Of all the people to tell me to keep my chin up and offer help, it was a doctor. Go fig.

The tech and the LPN who visited me at the end of the shift told me I should relax, I shouldn’t stress so much over my work. I told them I knew that but that’s just how I’m wired, but I am still going to try. Funny enough, both of them said to me the things I say to myself and to others. The tech told me that no one died, so it’s all OK; I echo those sentiments every shift. The LPN told me that what doesn’t kill me makes me stronger; I had said that to someone after my day in the ICU.

I guess I just felt frustrated these days because I feel like…well, like a new grad. Stumbling and bumbling and not knowing my ass from my elbow…and yeah, the fact that I was valedictorian just makes me feel that I should be the last person stumbling and bumbling. I should know this stuff cold–I did on the tests. I did in class. And I know that really practicing as a nurse is a world different than what I did in class and on the tests. I still felt incompetent though, even though I know I’m not.

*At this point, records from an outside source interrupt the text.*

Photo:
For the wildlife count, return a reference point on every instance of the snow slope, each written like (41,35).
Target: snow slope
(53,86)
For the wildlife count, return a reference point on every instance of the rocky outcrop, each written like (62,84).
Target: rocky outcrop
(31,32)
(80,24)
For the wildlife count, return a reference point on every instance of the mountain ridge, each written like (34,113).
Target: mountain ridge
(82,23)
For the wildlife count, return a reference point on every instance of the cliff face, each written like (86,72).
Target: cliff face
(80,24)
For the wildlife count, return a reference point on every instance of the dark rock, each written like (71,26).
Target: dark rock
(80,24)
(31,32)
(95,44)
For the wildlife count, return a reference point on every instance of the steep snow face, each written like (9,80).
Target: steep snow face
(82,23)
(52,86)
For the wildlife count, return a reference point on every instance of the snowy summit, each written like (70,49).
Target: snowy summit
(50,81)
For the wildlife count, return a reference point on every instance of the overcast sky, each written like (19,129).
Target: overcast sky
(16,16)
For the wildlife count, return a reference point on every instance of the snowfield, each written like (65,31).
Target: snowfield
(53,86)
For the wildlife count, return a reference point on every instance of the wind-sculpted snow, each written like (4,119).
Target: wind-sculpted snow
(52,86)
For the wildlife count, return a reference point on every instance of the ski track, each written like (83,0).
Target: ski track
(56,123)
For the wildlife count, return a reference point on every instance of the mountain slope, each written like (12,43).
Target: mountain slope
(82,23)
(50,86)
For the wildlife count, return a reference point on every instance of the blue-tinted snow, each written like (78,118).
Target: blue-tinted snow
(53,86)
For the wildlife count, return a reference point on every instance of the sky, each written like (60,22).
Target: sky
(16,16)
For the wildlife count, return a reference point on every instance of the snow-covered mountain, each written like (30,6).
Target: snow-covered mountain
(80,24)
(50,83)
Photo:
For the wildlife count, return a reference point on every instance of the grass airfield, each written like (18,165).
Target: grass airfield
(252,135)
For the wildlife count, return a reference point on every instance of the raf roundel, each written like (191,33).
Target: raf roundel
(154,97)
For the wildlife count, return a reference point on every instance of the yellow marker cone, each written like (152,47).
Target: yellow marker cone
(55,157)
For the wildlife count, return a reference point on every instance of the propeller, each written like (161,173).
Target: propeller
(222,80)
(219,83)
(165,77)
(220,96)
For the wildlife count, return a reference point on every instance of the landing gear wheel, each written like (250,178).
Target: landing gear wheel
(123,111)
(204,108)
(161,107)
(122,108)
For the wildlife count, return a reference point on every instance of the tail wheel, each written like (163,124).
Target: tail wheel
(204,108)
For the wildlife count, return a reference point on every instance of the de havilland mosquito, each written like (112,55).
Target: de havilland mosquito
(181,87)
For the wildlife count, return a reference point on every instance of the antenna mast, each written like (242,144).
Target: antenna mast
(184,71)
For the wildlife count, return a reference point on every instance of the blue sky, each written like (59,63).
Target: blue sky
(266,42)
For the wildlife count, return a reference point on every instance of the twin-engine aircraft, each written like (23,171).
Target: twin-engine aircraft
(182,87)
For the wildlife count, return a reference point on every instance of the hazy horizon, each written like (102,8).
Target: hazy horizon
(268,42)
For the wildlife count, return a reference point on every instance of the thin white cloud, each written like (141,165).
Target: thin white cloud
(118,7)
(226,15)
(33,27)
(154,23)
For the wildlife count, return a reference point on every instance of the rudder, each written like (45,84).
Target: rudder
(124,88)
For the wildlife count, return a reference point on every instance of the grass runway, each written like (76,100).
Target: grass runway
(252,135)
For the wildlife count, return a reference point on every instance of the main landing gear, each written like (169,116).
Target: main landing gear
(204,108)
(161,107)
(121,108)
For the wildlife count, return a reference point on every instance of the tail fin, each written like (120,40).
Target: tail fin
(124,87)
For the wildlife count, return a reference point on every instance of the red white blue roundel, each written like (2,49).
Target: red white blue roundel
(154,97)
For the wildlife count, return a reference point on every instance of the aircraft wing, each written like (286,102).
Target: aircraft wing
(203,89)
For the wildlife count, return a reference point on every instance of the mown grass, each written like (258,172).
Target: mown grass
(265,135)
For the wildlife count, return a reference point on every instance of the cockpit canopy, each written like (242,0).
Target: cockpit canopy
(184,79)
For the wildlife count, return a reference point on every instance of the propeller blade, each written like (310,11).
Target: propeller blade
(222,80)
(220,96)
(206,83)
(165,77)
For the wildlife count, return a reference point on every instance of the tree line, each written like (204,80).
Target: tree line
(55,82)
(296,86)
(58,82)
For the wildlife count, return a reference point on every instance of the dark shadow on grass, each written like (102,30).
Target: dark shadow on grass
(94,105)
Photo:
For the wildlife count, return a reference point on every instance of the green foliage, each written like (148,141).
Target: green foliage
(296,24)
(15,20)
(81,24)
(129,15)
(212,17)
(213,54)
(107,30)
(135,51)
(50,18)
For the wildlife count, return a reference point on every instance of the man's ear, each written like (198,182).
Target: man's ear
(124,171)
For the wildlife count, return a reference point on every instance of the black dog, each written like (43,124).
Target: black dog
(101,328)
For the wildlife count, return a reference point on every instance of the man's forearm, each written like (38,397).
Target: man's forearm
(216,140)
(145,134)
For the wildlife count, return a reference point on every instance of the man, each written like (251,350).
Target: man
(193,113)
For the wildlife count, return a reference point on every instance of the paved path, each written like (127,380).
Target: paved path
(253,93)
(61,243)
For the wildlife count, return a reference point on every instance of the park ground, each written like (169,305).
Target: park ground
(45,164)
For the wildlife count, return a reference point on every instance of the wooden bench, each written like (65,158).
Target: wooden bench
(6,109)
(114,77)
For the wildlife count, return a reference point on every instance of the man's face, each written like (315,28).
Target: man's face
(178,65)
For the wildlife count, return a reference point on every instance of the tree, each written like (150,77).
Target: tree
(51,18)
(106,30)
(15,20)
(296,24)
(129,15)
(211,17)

I’m hard on myself though. Sometimes too hard. I was like that in school too…still am. For my talk of not caring what grades I get in the BSN program as long as it’s at least a B, I’m going into the final week of the class with a 99%.

Well, if I’m smart about this (and I plan to be), I’m going to take all that happened this week and see how it can help me grow. And not go into my next shift with the attitude of ”I’m going to stumble and bumble again” but that I’m going to do the best I can. After all, if no one dies and no codes are called, it really is a good day at work no matter what happens.